Vendas digitais crescem
O comportamento das vendas ajuda a explicar parte da nova estratégia.
No primeiro trimestre deste ano, o volume bruto de mercadorias vendido pelas lojas físicas caiu 1,6%, para R$ 6,2 bilhões. A receita bruta das unidades físicas recuou 1,8%, ficando em R$ 5,6 bilhões.
Já o comércio eletrônico seguiu na direção oposta.
O GMV do e-commerce cresceu 14,6%, alcançando R$ 5 bilhões, enquanto as vendas digitais de produtos próprios — o chamado 1P online — avançaram 27,4%.
O grupo também ampliou sua presença em grandes marketplaces. Segundo levantamento do Itaú BBA citado pelo setor varejista, vendas realizadas por meio de Mercado Livre, Amazon e Shopee já equivalem a cerca de 5% do GMV total da companhia e a aproximadamente 10% das vendas digitais.

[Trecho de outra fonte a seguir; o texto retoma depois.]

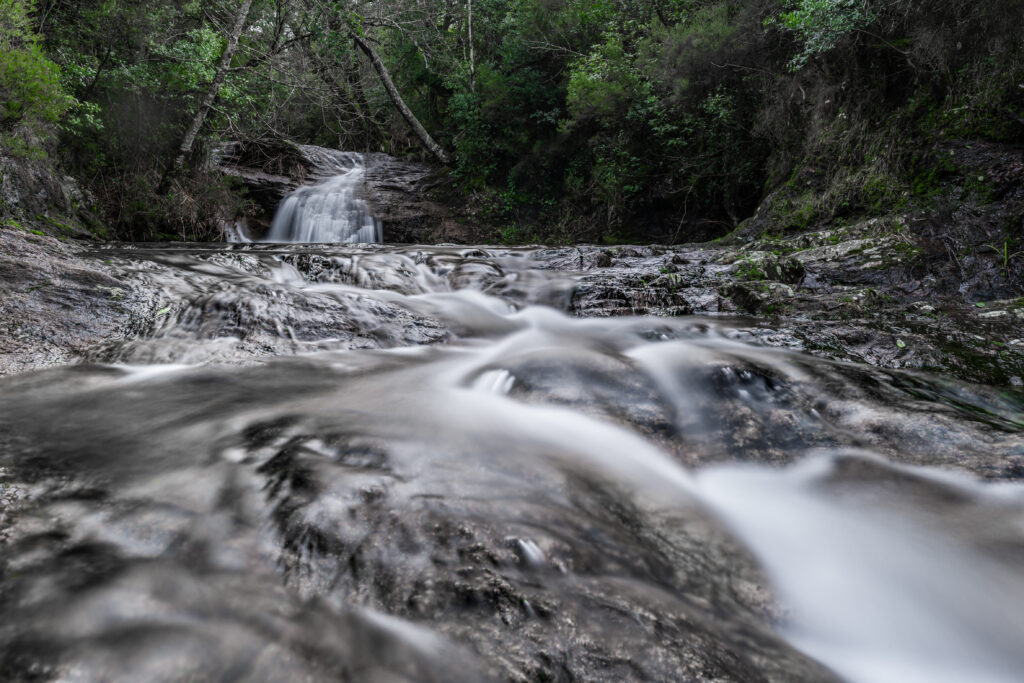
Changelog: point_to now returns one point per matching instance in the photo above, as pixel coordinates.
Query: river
(369, 462)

Empresa passou por recuperação extrajudicial
A crise financeira não começou agora.
Em 2024, o Grupo Casas Bahia passou por um processo de recuperação extrajudicial, envolvendo aproximadamente R$ 4 bilhões em obrigações financeiras.
Posteriormente, parte das dívidas foi convertida em ações e outra parcela teve os vencimentos renegociados, reduzindo significativamente a dívida líquida e a alavancagem da companhia.
Mesmo com a melhora na estrutura de capital, o custo financeiro continuou pressionando o balanço, o que levou a empresa a buscar novas formas de cortar despesas e aumentar a geração de caixa.
Entre as medidas relatadas pelo mercado estão renegociações de prazos com fornecedores e alterações nos repasses aos lojistas que utilizam o marketplace do grupo.
Balanço do segundo trimestre foi adiado
Outro movimento chamou a atenção do mercado nesta semana.
O resultado financeiro referente ao segundo trimestre de 2026, inicialmente previsto para quarta-feira (12), foi transferido para esta sexta-feira (14), após o fechamento do mercado.
A página de Relações com Investidores do Grupo Casas Bahia também informa que a videoconferência para perguntas e respostas está marcada para segunda-feira (17), às 14h, no horário de Brasília.
Segundo as informações publicadas pelo Valor, o adiamento estaria relacionado justamente à necessidade de a companhia concluir os detalhes do novo plano de reestruturação antes da apresentação dos resultados.
Até a divulgação das reportagens nesta sexta-feira, a Casas Bahia ainda não havia se manifestado oficialmente sobre os 298 fechamentos e os cortes de funcionários.